Whether we know it or not, we are all change leaders. It’s like we’re all working in a change leadership ice cream shop serving up 50 different flavors of change. We’ve got Create, Shift, Focus, Reengineer, Merge, Update, Teach, Align, and Implement—and that’s just in the first case next to the Mint Chocolate Chip!

In this environment we have to think differently about how change works in teams, organizations, and communities. Traditional methods of managing and responding to change are too hierarchical, too geared towards technical challenges, and too slow. In most organizations, there are too many active change initiatives under way to run every one through the C-Suite, much less the CEO.

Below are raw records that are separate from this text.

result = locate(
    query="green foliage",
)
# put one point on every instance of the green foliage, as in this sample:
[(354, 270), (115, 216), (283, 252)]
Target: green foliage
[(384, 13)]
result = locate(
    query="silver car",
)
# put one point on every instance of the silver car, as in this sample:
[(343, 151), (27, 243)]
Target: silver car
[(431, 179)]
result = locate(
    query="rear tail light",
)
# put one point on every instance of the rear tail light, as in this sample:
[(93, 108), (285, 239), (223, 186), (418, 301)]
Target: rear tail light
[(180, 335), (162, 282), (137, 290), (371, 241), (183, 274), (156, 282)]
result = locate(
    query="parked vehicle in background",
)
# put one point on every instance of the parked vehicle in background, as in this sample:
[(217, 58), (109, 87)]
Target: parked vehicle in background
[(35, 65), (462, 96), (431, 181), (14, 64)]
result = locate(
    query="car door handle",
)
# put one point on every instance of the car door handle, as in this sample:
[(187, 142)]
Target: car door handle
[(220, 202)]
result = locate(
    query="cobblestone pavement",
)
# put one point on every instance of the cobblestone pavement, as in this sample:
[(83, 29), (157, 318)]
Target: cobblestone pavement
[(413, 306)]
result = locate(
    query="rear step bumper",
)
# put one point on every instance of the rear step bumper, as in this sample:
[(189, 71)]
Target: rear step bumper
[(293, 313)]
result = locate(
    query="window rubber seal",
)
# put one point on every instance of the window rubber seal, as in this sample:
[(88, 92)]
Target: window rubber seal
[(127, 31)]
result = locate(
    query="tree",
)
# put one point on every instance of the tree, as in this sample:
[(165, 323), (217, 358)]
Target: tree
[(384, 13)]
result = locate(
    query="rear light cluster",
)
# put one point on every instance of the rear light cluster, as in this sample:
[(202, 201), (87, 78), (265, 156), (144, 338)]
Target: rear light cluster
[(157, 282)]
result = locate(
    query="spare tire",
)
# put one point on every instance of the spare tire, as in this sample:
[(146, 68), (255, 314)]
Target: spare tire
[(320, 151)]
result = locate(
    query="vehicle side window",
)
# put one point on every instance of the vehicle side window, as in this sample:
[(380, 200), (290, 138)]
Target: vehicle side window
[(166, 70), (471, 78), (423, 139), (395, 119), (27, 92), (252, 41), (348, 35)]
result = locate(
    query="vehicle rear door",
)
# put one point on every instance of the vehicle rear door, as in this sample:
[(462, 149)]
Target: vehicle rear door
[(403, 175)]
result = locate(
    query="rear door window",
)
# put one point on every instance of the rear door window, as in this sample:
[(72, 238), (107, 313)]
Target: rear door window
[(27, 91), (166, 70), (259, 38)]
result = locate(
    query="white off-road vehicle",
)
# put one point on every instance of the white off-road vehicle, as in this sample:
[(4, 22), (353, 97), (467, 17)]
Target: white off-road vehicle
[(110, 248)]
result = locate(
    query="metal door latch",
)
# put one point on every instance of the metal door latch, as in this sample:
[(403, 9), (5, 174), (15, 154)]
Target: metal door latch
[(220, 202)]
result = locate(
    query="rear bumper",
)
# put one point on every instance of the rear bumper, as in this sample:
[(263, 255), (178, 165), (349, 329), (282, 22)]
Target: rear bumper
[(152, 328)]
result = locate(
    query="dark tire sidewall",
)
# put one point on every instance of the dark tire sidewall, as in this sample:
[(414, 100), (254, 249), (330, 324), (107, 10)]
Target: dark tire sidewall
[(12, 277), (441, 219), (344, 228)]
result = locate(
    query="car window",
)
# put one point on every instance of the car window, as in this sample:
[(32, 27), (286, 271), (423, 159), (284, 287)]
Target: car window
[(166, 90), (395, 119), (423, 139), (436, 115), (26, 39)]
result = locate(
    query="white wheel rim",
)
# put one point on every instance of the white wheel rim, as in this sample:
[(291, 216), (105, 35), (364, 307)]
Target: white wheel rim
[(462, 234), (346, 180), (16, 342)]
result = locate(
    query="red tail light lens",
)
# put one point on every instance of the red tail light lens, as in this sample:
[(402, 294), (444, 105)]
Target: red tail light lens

We have to think differently about leadership. Leaders have to get more comfortable (and effective at) empowering and delegating. They have to develop their own skills to lead change effectively, which we believe are vision, process, relationships, and problem solving. More importantly, they need to hire with an eye out for these skills, and effectively develop them in others, at all levels. Comfort with change has to be built into organizational culture, and viewed as something to embrace rather than avoid. 

We have to think differently about systems of education, training, and professional development. We need our education systems to develop the mindsets and skills (like creativity, agency, and empathy) that help people in change scenarios of all kinds.

And we also have to think differently about ourselves. We have to view ourselves as the change leaders that we are—no matter how senior or junior our role, or how big or small our responsibilities. We literally have to be the change. I feel corny writing that. I want to backspace it. But it’s real. And the stakes have never been higher for yourself, your family, your team, your community and humanity itself.